Subah (province) in Medieval India

Kara-Manikpur was a subah (province) in Medieval India. It consisted of two strongholds: Kara and Manikpur, located on opposite sides of the river Ganges, in what is now the state of Uttar Pradesh.

In the eleventh century, the warrior saint of Islam, Ghazi Saiyyad Salar Masud, defeated the princes of Manikpur and Kara, but Muslim rule was not established till the defeat of Jayachandra by Muhammad Ghori. Manikpur and Kara were important seats of government in the early Muslim period. Alauddin Khalji was governor there, before he gained the throne of Delhi by murdering his uncle on the sands of the river between Manikpur and Kara.

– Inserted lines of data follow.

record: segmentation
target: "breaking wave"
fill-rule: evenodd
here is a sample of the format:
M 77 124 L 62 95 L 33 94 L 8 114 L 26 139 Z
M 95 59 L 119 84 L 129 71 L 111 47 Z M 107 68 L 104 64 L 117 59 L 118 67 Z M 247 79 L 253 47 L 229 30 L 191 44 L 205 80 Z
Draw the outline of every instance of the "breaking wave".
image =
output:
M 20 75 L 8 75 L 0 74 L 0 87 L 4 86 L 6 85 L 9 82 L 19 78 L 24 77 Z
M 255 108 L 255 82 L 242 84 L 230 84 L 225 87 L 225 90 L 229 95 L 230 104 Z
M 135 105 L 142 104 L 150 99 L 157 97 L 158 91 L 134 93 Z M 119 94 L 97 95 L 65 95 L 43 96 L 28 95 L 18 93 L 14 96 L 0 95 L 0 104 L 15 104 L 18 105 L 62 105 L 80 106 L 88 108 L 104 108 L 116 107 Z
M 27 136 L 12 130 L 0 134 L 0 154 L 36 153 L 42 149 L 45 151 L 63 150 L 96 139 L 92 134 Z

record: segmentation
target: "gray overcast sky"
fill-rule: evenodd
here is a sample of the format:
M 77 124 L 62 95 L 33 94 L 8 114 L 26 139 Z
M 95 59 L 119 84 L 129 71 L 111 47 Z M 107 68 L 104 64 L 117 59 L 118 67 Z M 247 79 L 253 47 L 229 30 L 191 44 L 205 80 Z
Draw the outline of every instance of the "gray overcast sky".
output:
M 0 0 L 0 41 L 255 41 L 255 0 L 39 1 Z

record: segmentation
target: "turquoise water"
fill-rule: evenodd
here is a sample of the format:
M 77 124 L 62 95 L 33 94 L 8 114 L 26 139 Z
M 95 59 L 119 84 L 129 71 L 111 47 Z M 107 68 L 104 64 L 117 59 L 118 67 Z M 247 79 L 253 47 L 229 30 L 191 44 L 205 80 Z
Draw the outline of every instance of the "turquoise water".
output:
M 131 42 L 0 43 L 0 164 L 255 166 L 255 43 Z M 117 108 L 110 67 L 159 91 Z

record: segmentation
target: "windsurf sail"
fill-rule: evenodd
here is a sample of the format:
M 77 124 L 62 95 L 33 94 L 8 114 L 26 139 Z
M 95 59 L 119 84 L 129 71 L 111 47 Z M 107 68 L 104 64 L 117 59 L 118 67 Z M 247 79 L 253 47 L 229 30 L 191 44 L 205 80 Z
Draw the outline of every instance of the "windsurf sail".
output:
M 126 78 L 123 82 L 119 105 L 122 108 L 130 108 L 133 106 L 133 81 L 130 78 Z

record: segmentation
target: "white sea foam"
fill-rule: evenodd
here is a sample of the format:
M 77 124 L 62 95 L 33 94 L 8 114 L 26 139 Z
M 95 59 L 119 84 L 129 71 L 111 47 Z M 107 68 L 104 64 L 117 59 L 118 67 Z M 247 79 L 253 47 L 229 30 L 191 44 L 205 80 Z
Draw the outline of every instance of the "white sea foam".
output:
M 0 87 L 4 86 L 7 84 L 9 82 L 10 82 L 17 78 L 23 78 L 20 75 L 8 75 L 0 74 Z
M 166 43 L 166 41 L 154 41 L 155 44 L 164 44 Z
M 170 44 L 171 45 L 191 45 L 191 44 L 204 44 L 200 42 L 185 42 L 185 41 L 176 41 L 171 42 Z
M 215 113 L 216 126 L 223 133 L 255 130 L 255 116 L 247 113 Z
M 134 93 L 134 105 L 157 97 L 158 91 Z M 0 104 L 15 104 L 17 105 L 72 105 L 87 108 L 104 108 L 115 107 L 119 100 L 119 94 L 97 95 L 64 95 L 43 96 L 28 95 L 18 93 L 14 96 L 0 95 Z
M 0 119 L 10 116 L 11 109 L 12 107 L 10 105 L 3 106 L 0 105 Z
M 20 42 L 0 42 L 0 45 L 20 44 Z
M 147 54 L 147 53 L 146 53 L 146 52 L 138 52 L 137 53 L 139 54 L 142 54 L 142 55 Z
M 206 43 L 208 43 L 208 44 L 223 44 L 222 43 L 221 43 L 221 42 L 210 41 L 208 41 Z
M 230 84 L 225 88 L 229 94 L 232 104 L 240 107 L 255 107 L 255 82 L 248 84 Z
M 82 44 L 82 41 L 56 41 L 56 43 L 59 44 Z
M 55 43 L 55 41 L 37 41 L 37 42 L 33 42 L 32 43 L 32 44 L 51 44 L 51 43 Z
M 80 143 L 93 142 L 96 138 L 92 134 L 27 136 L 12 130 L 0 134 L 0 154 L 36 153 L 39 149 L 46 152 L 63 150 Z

In the fifteenth century, the district came under the rule of the Sharqi kings of Jaunpur and, after its restoration to Delhi, the Rajput chiefs and the Muslim governors were frequently in revolt. The Afghans long retained their hold on the district, and early in the reign of Akbar (mid-16th century), the governor of Manikpur rebelled. In 1580, Akbar reorganized his empire into 12 Subahs and combined the provinces of Jaunpur Sultanate, Kara-Manikpur and territory of Bandhogarh into the Subah of Ilahabad.

It is still called Kara-Manikpur, even though Kara now falls in Kaushambi district, while Manikpur has become a part of Pratapgarh district, Uttar Pradesh.